Organizations put a lot of effort into the identification, prioritization and measurement of risks. But when it comes to thinking about real controls and ensuring they are actually managing those risks, quite often they are doing nothing more than risk register writing.
It is important to follow best practices such as the responses, the bow tie method and the interconnectedness of risks and controls laid out in M_o_RŪ 4. The alternative is the potential of costs overrunning, projects failing, or worse.
Ticking boxes
Interest in risk management has grown over the years. A board's accountability within an organization means it needs to understand the nature of the risks it faces.
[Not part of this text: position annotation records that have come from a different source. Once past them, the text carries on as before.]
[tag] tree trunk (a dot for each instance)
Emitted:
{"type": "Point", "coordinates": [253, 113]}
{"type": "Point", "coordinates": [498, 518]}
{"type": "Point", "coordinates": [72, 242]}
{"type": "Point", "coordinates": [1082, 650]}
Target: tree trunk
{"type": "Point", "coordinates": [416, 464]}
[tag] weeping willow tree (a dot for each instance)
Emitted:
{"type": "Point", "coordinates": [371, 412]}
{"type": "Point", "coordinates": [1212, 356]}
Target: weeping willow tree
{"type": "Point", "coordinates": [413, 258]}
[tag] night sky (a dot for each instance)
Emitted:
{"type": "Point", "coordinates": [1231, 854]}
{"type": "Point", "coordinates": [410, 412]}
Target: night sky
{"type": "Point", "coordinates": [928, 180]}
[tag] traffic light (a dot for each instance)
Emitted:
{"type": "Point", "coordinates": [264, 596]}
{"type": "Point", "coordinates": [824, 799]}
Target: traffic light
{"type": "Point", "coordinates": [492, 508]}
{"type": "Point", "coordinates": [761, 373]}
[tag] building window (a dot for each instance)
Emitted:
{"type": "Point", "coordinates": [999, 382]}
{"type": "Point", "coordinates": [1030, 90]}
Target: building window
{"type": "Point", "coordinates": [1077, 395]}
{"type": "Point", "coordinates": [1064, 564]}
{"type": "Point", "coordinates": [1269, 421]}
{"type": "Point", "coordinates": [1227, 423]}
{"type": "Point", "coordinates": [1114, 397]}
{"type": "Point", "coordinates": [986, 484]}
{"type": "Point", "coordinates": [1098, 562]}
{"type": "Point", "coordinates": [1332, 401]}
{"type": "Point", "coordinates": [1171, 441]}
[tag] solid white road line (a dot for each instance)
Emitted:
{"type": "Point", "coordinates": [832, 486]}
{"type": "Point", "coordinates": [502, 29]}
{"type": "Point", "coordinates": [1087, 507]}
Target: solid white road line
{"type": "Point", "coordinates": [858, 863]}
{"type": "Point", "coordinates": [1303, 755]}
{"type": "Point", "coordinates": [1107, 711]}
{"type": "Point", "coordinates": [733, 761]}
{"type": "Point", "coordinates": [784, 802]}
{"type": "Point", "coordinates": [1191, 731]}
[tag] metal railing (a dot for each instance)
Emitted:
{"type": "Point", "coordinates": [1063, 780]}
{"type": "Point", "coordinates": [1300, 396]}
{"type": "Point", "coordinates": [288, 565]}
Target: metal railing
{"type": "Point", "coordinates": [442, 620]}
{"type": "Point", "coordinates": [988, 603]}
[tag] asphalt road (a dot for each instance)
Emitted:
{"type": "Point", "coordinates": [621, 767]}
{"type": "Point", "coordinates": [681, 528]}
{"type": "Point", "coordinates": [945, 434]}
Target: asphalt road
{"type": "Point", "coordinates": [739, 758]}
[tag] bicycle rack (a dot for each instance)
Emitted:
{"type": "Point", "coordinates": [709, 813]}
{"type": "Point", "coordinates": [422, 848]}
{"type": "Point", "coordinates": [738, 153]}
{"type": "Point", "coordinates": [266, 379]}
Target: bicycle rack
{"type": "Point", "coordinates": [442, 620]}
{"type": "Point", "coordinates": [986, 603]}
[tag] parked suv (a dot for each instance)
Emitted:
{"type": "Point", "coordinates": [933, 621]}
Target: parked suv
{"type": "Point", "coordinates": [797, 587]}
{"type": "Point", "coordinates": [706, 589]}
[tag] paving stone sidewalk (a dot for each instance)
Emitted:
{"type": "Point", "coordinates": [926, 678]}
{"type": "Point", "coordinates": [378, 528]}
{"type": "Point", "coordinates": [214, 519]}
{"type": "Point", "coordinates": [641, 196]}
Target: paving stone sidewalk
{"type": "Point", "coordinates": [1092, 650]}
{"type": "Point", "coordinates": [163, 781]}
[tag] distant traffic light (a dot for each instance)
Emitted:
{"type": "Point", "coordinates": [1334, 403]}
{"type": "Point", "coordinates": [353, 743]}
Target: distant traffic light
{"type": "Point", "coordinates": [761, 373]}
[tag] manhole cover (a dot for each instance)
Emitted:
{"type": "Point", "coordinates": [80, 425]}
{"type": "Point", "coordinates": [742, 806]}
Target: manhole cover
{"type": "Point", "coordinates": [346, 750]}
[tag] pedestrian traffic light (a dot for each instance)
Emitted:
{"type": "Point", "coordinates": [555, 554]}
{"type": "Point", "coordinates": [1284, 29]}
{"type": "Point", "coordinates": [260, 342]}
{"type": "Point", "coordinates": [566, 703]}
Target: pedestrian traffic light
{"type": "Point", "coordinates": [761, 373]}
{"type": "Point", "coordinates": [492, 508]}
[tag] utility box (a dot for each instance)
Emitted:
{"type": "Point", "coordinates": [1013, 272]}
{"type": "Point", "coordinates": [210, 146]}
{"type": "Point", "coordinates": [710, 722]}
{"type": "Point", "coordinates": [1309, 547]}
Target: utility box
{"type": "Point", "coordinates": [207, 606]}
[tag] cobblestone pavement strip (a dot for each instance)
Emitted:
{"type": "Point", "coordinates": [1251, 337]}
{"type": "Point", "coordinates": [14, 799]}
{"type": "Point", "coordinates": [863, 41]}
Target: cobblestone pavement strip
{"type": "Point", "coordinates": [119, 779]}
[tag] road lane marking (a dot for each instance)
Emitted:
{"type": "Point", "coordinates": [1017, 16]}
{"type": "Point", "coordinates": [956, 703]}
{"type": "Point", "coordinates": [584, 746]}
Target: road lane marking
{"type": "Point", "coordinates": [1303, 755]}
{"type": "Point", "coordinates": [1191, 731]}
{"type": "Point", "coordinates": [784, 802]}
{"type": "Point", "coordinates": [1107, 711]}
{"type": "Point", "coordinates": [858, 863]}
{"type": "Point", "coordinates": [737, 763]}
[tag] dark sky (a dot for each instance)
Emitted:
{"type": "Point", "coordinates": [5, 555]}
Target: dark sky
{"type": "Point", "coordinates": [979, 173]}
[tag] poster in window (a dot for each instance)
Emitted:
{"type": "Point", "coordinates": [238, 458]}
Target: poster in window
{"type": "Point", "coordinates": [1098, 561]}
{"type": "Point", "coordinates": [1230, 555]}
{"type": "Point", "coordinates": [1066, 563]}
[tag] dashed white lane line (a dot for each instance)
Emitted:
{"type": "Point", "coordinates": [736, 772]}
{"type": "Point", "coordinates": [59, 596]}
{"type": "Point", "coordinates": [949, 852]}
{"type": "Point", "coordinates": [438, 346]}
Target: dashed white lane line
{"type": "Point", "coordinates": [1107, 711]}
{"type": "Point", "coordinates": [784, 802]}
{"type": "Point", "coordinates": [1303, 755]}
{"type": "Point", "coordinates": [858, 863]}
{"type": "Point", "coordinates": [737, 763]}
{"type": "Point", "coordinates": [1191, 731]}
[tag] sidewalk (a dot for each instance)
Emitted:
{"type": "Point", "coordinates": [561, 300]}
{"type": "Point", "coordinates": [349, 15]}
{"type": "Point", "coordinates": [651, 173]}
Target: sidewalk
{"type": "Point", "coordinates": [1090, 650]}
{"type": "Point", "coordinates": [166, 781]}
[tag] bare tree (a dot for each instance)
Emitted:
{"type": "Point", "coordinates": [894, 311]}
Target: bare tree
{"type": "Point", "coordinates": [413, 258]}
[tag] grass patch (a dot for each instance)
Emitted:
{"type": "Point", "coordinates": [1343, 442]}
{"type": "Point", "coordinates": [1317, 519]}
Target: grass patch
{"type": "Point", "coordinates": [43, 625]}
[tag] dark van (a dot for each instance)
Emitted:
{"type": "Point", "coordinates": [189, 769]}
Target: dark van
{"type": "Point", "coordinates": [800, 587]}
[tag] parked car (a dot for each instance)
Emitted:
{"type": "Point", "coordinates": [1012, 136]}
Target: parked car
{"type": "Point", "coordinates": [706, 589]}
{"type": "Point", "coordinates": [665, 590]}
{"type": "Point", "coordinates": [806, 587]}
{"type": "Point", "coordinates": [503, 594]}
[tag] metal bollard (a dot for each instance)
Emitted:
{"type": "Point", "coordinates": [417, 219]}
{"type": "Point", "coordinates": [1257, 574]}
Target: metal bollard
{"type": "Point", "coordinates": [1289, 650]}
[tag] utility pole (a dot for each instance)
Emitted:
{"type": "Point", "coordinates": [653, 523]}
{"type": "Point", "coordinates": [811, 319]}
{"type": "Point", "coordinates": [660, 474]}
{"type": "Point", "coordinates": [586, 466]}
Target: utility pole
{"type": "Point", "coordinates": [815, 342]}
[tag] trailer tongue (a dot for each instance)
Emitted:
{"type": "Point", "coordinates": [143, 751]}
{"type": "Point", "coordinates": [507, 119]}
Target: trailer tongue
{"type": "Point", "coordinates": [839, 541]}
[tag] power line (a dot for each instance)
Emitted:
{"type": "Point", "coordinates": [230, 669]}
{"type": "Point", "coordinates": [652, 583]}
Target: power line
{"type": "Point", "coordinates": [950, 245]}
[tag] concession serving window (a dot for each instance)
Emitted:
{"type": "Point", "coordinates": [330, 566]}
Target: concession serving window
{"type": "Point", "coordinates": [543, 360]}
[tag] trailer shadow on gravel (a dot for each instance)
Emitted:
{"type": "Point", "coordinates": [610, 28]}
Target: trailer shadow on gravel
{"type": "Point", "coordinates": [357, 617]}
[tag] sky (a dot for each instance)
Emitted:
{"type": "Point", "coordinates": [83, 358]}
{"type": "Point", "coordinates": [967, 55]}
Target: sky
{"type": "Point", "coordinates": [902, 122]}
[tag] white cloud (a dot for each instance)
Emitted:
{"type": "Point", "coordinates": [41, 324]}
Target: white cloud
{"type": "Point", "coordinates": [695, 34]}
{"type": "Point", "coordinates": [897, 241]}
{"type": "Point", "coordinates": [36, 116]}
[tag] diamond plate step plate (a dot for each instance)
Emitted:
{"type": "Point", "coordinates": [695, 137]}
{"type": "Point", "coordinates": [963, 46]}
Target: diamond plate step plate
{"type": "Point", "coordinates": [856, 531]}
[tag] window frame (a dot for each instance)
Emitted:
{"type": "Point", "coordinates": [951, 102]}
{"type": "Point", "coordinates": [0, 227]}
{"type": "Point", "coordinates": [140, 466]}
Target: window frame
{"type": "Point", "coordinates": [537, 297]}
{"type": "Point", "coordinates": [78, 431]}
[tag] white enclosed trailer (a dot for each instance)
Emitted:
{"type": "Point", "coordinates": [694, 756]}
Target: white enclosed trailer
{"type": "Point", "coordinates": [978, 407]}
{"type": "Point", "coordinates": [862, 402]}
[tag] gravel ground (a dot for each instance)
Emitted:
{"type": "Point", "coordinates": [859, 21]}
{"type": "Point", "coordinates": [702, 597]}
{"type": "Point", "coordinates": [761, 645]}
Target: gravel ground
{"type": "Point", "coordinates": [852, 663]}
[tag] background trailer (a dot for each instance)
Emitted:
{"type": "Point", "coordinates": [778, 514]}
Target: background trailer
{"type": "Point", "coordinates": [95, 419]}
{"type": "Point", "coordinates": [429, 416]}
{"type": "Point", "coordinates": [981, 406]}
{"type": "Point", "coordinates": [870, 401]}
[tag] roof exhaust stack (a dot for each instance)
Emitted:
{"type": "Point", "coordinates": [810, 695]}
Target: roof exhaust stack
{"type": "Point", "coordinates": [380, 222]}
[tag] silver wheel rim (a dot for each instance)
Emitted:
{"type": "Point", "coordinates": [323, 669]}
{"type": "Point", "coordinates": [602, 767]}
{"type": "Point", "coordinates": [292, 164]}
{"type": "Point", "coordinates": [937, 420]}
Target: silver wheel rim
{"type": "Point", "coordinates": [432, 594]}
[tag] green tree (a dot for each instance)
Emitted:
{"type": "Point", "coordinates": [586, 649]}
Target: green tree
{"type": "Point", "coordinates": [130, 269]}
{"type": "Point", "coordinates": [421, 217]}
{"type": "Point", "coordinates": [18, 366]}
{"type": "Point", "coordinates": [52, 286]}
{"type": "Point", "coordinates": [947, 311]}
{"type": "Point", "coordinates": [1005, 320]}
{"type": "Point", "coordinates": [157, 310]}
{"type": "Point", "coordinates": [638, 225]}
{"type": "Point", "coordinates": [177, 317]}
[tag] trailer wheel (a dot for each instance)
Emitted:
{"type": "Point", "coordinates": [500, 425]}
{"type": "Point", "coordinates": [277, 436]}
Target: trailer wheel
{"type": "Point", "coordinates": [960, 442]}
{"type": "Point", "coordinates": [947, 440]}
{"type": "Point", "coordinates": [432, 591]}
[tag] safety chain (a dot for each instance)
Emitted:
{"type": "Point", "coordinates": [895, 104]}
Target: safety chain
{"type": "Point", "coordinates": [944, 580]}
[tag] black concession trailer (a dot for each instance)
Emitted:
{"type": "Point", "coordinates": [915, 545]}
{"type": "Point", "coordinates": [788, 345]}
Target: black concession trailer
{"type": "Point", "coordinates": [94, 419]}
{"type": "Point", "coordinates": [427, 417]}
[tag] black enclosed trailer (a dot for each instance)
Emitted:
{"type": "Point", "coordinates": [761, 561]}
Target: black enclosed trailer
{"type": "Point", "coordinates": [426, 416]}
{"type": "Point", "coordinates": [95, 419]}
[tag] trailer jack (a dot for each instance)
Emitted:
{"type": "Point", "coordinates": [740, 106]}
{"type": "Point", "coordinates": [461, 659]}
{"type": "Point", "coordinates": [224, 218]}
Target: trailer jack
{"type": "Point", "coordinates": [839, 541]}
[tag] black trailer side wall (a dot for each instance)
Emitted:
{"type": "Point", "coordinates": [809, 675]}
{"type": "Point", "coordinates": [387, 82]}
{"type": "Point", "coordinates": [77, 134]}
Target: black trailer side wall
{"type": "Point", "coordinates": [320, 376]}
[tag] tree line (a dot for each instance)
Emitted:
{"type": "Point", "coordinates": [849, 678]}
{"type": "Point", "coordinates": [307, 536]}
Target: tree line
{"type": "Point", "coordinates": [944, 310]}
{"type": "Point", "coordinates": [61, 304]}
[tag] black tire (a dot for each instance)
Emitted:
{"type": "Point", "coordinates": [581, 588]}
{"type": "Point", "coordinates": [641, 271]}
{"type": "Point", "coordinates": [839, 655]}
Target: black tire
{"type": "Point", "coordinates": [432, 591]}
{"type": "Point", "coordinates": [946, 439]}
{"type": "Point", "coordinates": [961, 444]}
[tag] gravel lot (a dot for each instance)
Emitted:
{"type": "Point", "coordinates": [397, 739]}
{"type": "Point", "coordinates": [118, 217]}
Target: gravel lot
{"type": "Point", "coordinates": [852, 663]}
But the maturity of some companies remains low, where risk management is seen as a box-ticking exercise and writing a risk register means that the job is done.
This is not risk management. Even if it contains a list of controls or actions, a risk register does nothing to actually manage risks. And this can have a significant impact on an organization's projects. Most notably, they suffer cost or time overruns and problems in quality or functionality. People might think they have managed a risk, but all they have done is identify it, not implemented any action to do something about it.
Overcoming complexity
The complexity of risk management can be off-putting. Many of the risks we see today are interconnected. A risk register is typically a long list, however, and does not show how risks - or the controls that manage them - are connected.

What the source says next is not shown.